Congratulations to Farzana Islam, Sumaya, Md. Fahad Monir, and Dr Ashraful Islam for getting their paper accepted in Data in Brief, Elsevier.
The paper presents FabricSpotDefect dataset which is an annotated dataset for identifying spot defects in different fabric types.
Here is a short description of the paper:
The FabricSpotDefect dataset is, to the best of our knowledge, the first dataset specifically designed to accurately challenge computer vision in detecting fabric spots. There are a total of 1,014 raw images and manually annotated 3,288 different categories of spots.
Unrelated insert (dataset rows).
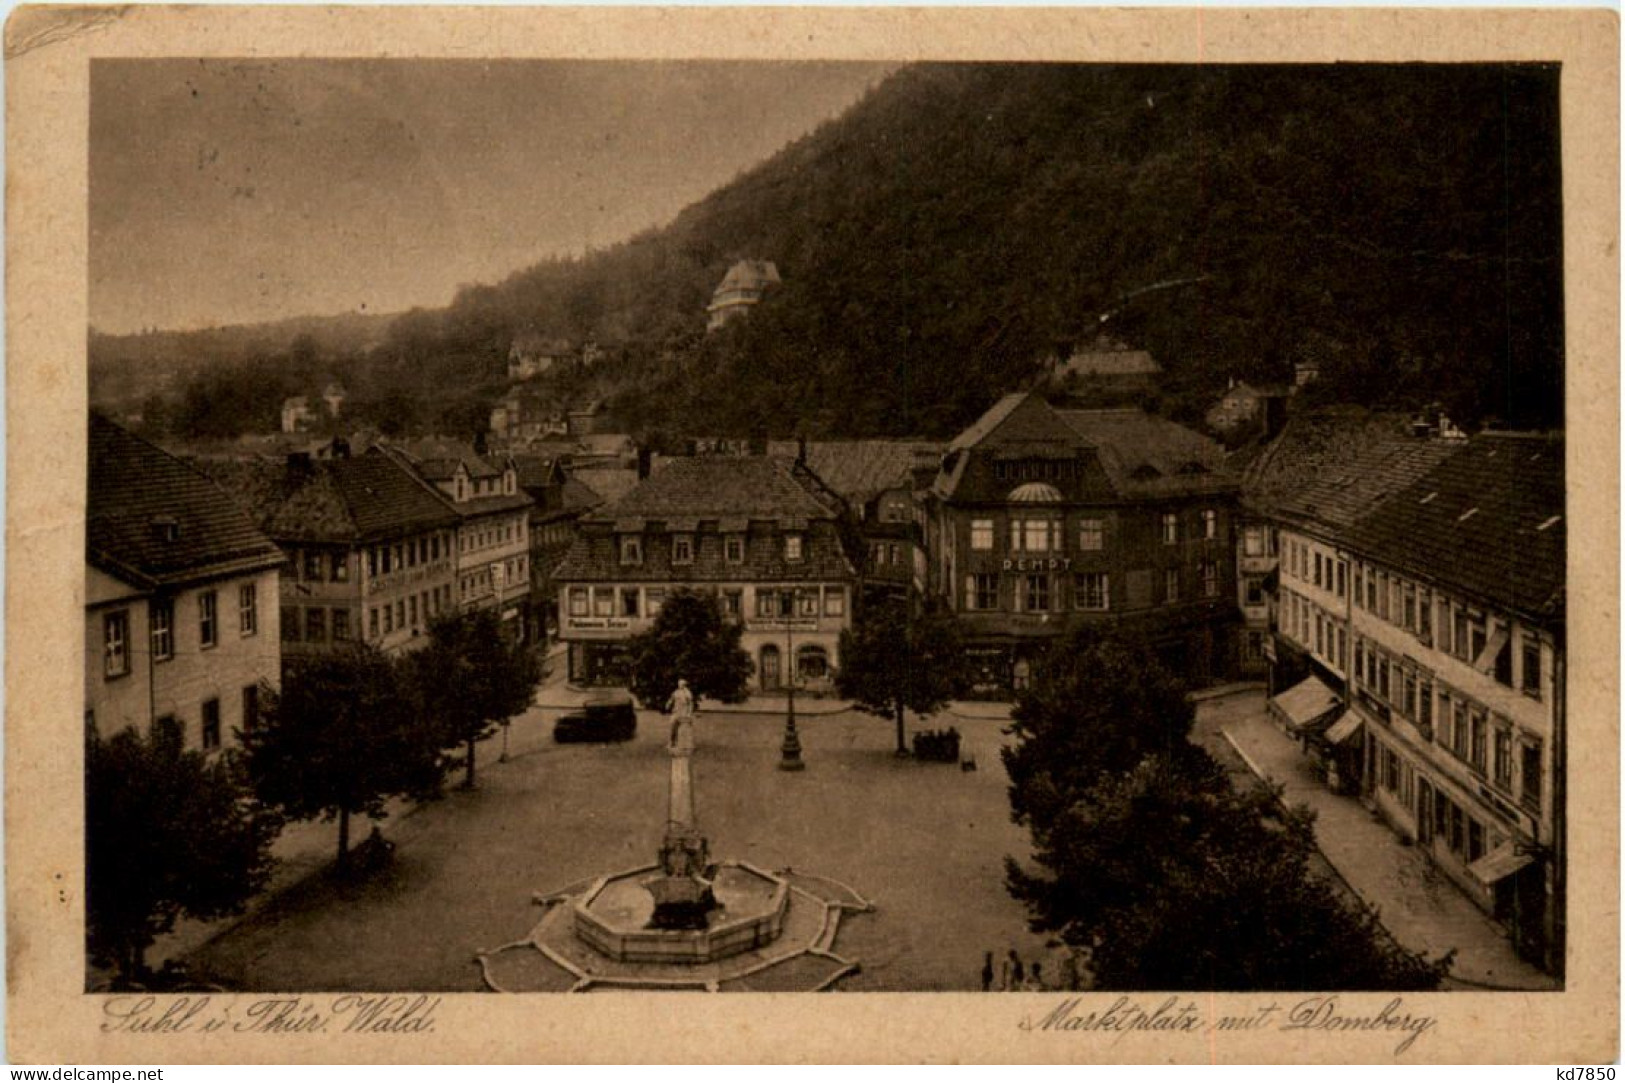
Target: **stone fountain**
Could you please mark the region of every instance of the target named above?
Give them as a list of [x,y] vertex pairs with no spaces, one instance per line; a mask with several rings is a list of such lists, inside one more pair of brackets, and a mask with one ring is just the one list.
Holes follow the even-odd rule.
[[795,991],[858,970],[835,939],[844,913],[872,904],[826,877],[713,862],[695,810],[692,742],[669,753],[658,860],[534,896],[542,917],[530,934],[476,956],[487,986]]

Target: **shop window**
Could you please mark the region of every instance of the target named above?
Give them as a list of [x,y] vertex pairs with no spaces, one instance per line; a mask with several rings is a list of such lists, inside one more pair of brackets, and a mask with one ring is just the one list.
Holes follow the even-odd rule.
[[1049,612],[1049,576],[1028,575],[1022,578],[1025,581],[1022,608],[1029,613]]
[[220,641],[219,596],[206,590],[197,596],[198,645],[207,650]]
[[153,661],[167,661],[175,657],[175,603],[167,598],[154,598],[149,612]]
[[1540,698],[1540,641],[1523,637],[1523,694]]
[[970,547],[978,552],[986,552],[993,548],[993,520],[972,519],[970,523]]
[[213,751],[220,747],[220,701],[203,701],[203,748]]
[[643,563],[643,539],[635,534],[628,534],[621,538],[621,563]]
[[122,677],[130,672],[130,611],[120,609],[102,618],[102,674]]
[[1084,572],[1077,577],[1074,589],[1079,609],[1111,607],[1111,583],[1104,572]]
[[1524,808],[1538,812],[1541,792],[1540,741],[1533,737],[1525,737],[1520,751],[1523,792],[1519,795],[1519,799],[1523,802]]
[[829,676],[829,655],[823,647],[808,644],[796,651],[796,675],[802,680],[822,680]]
[[1162,544],[1174,545],[1179,541],[1179,516],[1174,512],[1164,512],[1162,516]]
[[671,562],[673,564],[694,563],[694,539],[687,534],[679,534],[671,540]]
[[590,595],[586,587],[570,588],[570,616],[585,617],[590,608],[588,602]]
[[1106,524],[1099,519],[1085,519],[1078,527],[1078,548],[1094,552],[1106,547]]
[[638,588],[624,587],[621,590],[621,616],[635,617],[638,615]]
[[321,606],[311,606],[305,610],[305,642],[324,643],[327,641],[327,610]]
[[244,583],[237,588],[237,631],[251,636],[260,630],[259,588]]
[[824,616],[846,616],[846,591],[840,587],[824,588]]

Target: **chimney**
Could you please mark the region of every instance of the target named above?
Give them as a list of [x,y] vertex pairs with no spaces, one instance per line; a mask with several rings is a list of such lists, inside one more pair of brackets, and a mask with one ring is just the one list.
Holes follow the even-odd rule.
[[291,478],[308,478],[316,472],[316,467],[310,460],[308,451],[288,452],[288,476]]
[[653,457],[653,452],[651,452],[648,448],[646,448],[646,447],[638,448],[638,480],[639,481],[642,481],[642,480],[644,480],[645,478],[647,478],[649,476],[649,464],[650,464],[650,461],[651,461],[652,457]]
[[798,435],[796,437],[796,465],[807,465],[807,438],[805,436]]
[[350,441],[342,436],[333,437],[333,458],[348,459],[350,457]]

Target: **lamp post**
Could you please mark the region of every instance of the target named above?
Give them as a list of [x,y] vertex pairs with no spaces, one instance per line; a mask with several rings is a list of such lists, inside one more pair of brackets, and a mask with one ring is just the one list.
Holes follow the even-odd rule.
[[782,595],[779,610],[784,614],[784,672],[785,683],[784,743],[779,746],[779,770],[802,771],[807,765],[801,759],[801,737],[796,733],[796,656],[791,640],[792,622],[796,615],[794,591]]

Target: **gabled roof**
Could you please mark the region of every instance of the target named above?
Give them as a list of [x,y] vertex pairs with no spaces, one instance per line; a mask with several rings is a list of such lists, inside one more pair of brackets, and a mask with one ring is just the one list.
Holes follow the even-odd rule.
[[1291,393],[1291,390],[1285,384],[1260,384],[1254,386],[1246,380],[1241,380],[1220,398],[1284,399]]
[[716,292],[728,290],[762,290],[780,282],[779,268],[767,259],[742,259],[728,268]]
[[281,542],[353,545],[457,525],[448,499],[383,452],[288,464],[199,465],[228,486],[265,532]]
[[1412,436],[1399,414],[1317,410],[1294,417],[1253,457],[1242,500],[1261,514],[1335,534],[1461,447]]
[[[594,489],[593,478],[586,479]],[[602,492],[602,489],[598,489]],[[594,519],[828,519],[832,511],[796,477],[793,464],[769,456],[674,458]]]
[[417,440],[397,440],[389,444],[411,461],[418,473],[430,481],[450,481],[460,465],[470,478],[499,478],[502,468],[484,458],[473,445],[461,440],[432,436]]
[[638,487],[638,472],[628,466],[573,466],[569,473],[606,504],[613,504]]
[[1485,433],[1345,533],[1355,551],[1537,619],[1561,619],[1563,440]]
[[1224,447],[1144,410],[1061,410],[1124,496],[1175,496],[1233,489]]
[[[773,454],[795,456],[794,441],[769,443]],[[806,466],[820,481],[853,504],[866,504],[887,489],[912,489],[916,471],[935,469],[942,445],[924,440],[810,440]]]
[[1145,350],[1077,350],[1056,367],[1059,375],[1155,376],[1162,366]]
[[282,562],[253,518],[202,472],[90,415],[86,559],[137,586]]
This dataset expands to 2,300 augmented images after applying six categories of augmentation techniques like flipping, rotating, shearing, saturation adjustment, brightness adjustment, and noise addition. We manually conducted annotations on original images to provide real-world essence rather than augmented images. Two versions are considered for augmented images, one is YOLOv8 resulting in 7,641 annotations and another one is COCO format resulting in 7,635 annotations. This dataset consists of various types of fabrics such as cotton, linen, silk, denim, patterned textiles, jacquard fabrics, and so on, and spots like stains, discolorations, oil marks, rust, blood marks, and so on. These kinds of spots are quite difficult to detect manually or using traditional methods. The images were snapped in home lights, using basic everyday clothes, and in normal conditions, making this FabricSpotDefect dataset established in real-world applications.
The figure below shows different spot samples with annotated bounding boxes and polygon annotation in red color 109 where (a) ink stain (b) paint spot (c) marker spot (d) makeup stain (e) rust stain (f) glue spot 110 (g)detergent stain (h) oil stain (i) coffee stain (j) food spot (k) blood spot, and (l) sweat stain.
link to download the dataset will be shared soon.